A technique in which electric connection between IC chips and a silicon circuit board is performed by using not solder but the shrinking effect of photo-polymerizing resin with light illumination has been proposed (cf. R. Harada et al., "Applications of New Assembly Method "Micro Bump Bonding Method"", International Electronic Manufacturing Technology symposium, from P. 47). In this technique, a gap between the IC chip and the silicon circuit board is mainly determined by a sum of heights of metal bumps of Au provided on both the IC chip and the silicon circuit board and the photo-polymerizing resin is used such that the metal bumps are reliably connected electrically when the bumps are mated with each other. As is clear from this construction, it is impossible to finely regulate the gap between the chip and the circuit board after the adhesive resin is photo-polymerized.

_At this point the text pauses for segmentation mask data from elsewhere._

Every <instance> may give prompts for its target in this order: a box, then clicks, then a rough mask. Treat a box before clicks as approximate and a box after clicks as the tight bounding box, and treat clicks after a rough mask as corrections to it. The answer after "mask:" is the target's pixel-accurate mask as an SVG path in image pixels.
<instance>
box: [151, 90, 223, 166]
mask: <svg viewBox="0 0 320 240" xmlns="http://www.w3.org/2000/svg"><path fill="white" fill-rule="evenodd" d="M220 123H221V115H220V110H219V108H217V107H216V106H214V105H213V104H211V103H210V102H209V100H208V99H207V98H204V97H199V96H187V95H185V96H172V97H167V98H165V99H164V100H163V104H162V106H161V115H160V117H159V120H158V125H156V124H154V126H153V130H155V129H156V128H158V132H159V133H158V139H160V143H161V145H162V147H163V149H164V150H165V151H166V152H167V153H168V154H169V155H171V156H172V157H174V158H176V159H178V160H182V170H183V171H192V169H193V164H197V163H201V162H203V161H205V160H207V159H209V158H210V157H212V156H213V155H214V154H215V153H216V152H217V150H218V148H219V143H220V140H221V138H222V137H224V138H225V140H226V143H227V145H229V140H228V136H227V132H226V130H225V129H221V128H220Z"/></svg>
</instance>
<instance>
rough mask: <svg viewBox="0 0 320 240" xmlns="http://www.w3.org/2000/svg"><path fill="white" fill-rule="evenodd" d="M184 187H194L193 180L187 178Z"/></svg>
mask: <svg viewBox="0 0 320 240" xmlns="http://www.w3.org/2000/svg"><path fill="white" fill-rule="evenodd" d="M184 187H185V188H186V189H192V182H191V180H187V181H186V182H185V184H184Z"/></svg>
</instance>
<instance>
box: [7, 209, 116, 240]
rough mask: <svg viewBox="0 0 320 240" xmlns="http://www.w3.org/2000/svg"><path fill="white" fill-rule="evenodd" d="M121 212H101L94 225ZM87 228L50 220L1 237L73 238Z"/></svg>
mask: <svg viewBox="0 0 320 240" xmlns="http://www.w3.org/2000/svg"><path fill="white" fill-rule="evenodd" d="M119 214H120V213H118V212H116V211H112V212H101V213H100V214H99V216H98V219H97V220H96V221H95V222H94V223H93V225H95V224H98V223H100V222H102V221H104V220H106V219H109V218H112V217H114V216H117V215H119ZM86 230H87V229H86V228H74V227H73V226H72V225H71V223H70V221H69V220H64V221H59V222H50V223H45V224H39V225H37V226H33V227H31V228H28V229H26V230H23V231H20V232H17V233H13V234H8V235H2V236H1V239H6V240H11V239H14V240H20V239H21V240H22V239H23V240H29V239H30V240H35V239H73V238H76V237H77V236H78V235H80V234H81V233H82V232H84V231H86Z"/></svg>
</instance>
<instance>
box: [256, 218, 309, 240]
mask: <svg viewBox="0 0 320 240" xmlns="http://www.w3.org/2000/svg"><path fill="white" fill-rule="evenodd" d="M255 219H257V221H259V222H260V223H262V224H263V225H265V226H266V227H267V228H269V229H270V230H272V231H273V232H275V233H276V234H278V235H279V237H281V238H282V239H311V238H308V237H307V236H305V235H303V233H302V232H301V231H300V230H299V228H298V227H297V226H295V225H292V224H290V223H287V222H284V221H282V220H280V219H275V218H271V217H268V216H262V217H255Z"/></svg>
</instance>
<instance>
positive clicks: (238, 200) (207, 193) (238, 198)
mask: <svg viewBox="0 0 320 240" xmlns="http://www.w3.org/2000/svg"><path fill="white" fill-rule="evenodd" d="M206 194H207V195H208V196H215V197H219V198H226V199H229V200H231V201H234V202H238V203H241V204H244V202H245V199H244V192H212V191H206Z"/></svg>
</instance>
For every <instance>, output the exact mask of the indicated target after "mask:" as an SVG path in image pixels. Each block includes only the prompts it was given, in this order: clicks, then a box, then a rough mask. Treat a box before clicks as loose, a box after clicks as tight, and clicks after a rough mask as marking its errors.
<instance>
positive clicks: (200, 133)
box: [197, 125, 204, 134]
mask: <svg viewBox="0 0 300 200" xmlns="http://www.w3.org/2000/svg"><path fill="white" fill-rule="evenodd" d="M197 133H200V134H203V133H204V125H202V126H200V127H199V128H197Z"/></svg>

The technique disclosed in the above-mentioned Japanese Kokai is advantageous over other prior art techniques in that the gap between the IC chip and the silicon circuit board can be regulated finely by means of the solder disposed in the holes of the surface insulating film. However, there remains the disadvantage that, when the metal bumps of the IC chips are fitted in the holes of the insulating film on the silicon circuit board, a hollow cylindrical gap whose boundary is defined by the molten solder, the side wall of the hole and the bottom portion of the metal bump, is formed in each hole. Air enclosed in these cylindrical gaps may expand by temperature increase after assembling of a multi-chip module, deforming the members defining the space or, in the worst case, destroying a portion of these members. In the conventional technique using solder, the connection and fixing of the IC chips are performed in a single step and, after being fixed, it is difficult to selectively replace a defective IC chip or chips with new one or ones when such defect is detected.